Median income from such fees slid to 102 basis points last year, from 126 basis points in 2014, according to the Barclays study. That translates into a decline of about six basis points year-over-year, with half of the decline due to degradation to hedge funds fees, the bank said.

Hedge funds charge median management fees of 110 basis points, while long-only and risk-premia strategies are significantly less expensive, according to the report.
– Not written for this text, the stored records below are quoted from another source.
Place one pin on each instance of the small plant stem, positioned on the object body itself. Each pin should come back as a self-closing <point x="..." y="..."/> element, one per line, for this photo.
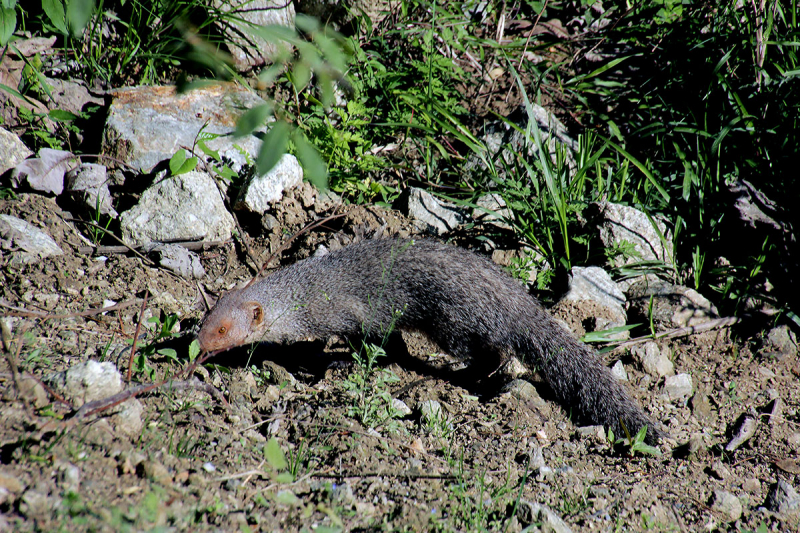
<point x="136" y="335"/>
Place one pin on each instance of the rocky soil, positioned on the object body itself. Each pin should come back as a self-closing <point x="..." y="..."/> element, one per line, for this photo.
<point x="265" y="438"/>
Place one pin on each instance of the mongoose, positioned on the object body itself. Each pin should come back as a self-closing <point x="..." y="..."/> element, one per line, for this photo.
<point x="463" y="302"/>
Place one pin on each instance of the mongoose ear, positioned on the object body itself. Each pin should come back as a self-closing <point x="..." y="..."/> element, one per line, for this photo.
<point x="256" y="312"/>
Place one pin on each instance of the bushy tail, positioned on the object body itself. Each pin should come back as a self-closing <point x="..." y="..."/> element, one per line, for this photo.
<point x="581" y="381"/>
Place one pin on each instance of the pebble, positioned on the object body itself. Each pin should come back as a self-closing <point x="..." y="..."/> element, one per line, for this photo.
<point x="653" y="360"/>
<point x="619" y="371"/>
<point x="719" y="470"/>
<point x="744" y="430"/>
<point x="529" y="512"/>
<point x="783" y="499"/>
<point x="678" y="387"/>
<point x="727" y="504"/>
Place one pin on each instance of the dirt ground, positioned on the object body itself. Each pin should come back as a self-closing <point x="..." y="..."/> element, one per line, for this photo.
<point x="205" y="460"/>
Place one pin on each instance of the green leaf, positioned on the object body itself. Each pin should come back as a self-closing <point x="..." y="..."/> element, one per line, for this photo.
<point x="284" y="477"/>
<point x="8" y="23"/>
<point x="210" y="152"/>
<point x="272" y="147"/>
<point x="606" y="334"/>
<point x="60" y="115"/>
<point x="313" y="166"/>
<point x="168" y="352"/>
<point x="251" y="120"/>
<point x="274" y="454"/>
<point x="54" y="9"/>
<point x="78" y="14"/>
<point x="287" y="497"/>
<point x="176" y="161"/>
<point x="188" y="165"/>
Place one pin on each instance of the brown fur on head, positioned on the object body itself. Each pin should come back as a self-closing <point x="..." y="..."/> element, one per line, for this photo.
<point x="230" y="323"/>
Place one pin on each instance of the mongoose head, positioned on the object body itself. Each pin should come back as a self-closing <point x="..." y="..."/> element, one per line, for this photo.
<point x="234" y="321"/>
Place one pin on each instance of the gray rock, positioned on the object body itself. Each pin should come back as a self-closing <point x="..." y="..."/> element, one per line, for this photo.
<point x="89" y="185"/>
<point x="45" y="173"/>
<point x="180" y="207"/>
<point x="727" y="505"/>
<point x="618" y="369"/>
<point x="537" y="458"/>
<point x="429" y="214"/>
<point x="653" y="359"/>
<point x="241" y="16"/>
<point x="12" y="151"/>
<point x="70" y="477"/>
<point x="26" y="242"/>
<point x="673" y="306"/>
<point x="593" y="284"/>
<point x="743" y="431"/>
<point x="431" y="411"/>
<point x="783" y="499"/>
<point x="503" y="141"/>
<point x="529" y="512"/>
<point x="262" y="191"/>
<point x="678" y="387"/>
<point x="128" y="418"/>
<point x="621" y="224"/>
<point x="88" y="381"/>
<point x="781" y="343"/>
<point x="492" y="210"/>
<point x="180" y="260"/>
<point x="147" y="125"/>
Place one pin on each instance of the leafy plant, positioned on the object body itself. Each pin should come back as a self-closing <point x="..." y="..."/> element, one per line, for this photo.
<point x="635" y="444"/>
<point x="162" y="330"/>
<point x="369" y="388"/>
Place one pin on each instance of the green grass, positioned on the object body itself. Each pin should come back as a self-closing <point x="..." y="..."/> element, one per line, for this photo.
<point x="670" y="103"/>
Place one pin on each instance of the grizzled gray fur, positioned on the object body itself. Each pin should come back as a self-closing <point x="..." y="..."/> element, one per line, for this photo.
<point x="463" y="302"/>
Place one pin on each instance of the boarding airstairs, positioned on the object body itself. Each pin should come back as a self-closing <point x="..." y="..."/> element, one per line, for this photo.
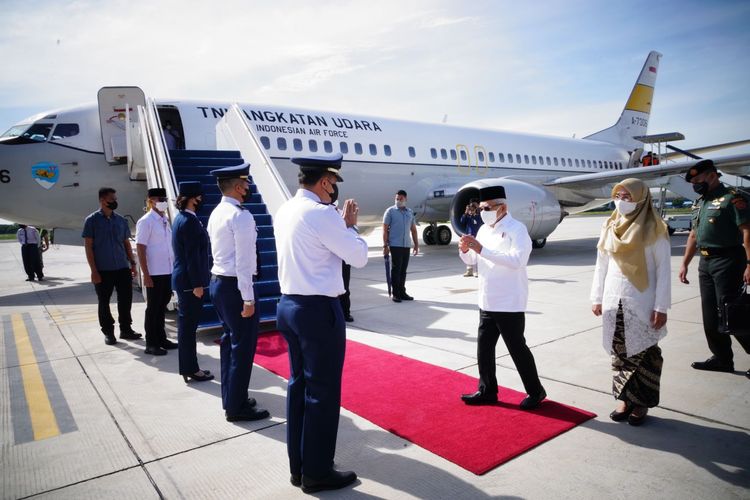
<point x="149" y="158"/>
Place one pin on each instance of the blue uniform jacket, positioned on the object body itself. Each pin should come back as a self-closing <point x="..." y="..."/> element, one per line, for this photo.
<point x="191" y="252"/>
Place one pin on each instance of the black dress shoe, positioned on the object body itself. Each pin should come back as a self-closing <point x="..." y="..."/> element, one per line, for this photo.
<point x="714" y="364"/>
<point x="479" y="398"/>
<point x="248" y="415"/>
<point x="333" y="481"/>
<point x="168" y="344"/>
<point x="532" y="402"/>
<point x="619" y="416"/>
<point x="131" y="335"/>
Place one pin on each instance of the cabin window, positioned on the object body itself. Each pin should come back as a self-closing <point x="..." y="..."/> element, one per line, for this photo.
<point x="65" y="130"/>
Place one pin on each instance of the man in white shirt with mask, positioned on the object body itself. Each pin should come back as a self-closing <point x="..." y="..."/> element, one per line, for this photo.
<point x="153" y="238"/>
<point x="501" y="251"/>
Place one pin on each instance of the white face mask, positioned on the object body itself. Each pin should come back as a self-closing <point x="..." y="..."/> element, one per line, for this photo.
<point x="488" y="216"/>
<point x="625" y="207"/>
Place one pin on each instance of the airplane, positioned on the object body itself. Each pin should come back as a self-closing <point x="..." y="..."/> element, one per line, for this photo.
<point x="52" y="164"/>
Long-only funds charge 57 basis points, while investors pay a median 62 basis points for risk-premia managers.

Falling fees have hurt profits, as fixed costs in the hedge fund industry have stayed around 60 basis points over the past five years, according to Barclays.

Barclays also looked at the health of hedge funds by studying productivity based on headcount.

Total revenue — including management and performance fees — measured per employee shows that hedge funds with at least $10 billion of assets are “far and away” the strongest, the bank’s study found. Each employee at such large managers produces an average $1.3 million in revenue, or about 36 percent more than hedge funds with $500 million to $2 billon of assets under management.

About one-third of hedge funds produce total revenues of less than $500,000 per head, a level that puts their sustainability at risk, Barclays said.

“It stands to reason that the largest HFs are able to stabilize their total revenue per headcount by virtue of their diversified product set that generates performance fees regardless of the different market environments,” Barclays wrote in the report.